In contrast, she felt rather silly and useless in a diamond-encrusted hairbow, pinned to a blonde braid that decorated the top of her head. Slowly, her hair was growing back thicker, lush and with a golden gleam she barely remembered. Barely. In her hand, she clutched the newspaper that, finally, Kyoko Kirigiri had permitted her to have. One of them, anyway: she’d only been allowed the gist of papers months and years past, when devastation masked hidden codes if they were even permitted to print. Before Sonia herself and her own army likely burned the printers to the ground.
But now, the headlines, shorter and likely written by a small and overwhelmed team, displayed messages of hope, of rebuilding and growth. Hope, with its own struggles all the same, of citizens without any real leadership at all and lost as to where to look for one, or even how to properly organize.
The only answer, it seemed to her, was currently clutching that paper. With a sigh, she raised her head, blue eyes forever fatigued, to look at Byakuya Togami. As strange and uncomfortable as she was, in her bow and her heels, her surroundings presented the only source of familiarity she could, at the moment, remember. At least, something familiar that she knew didn’t exist inside a virtual program: maps and ringing phones and strategy plans. Those she very much did remember, except she’d gone from being a protector to being the enemy.
“Then I implore you to do so, Togami-san,” Sonia prompted him, voice high-pitched but hollow. She couldn’t bring herself to call him -sama, despite how much she guessed it would amuse him.

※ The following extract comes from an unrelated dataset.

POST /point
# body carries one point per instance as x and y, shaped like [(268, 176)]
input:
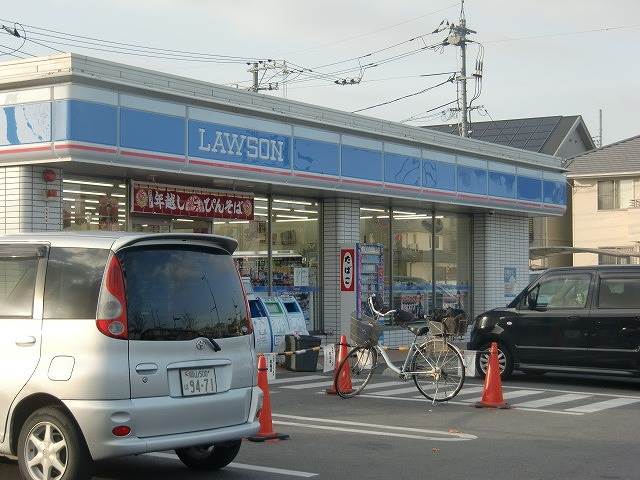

For the little amusement Byakuya Togami ever showed. “Besides the mass amount of devastation I caused for my own people with the intention to burn, shoot, stab, poison, and otherwise murder my country into the ground in order for it to be rebuilt on a foundation and throne of chaos and despair, what else regarding my actions needs to be explained? I’m well aware of what happened to my family: I murdered them myself, after all.”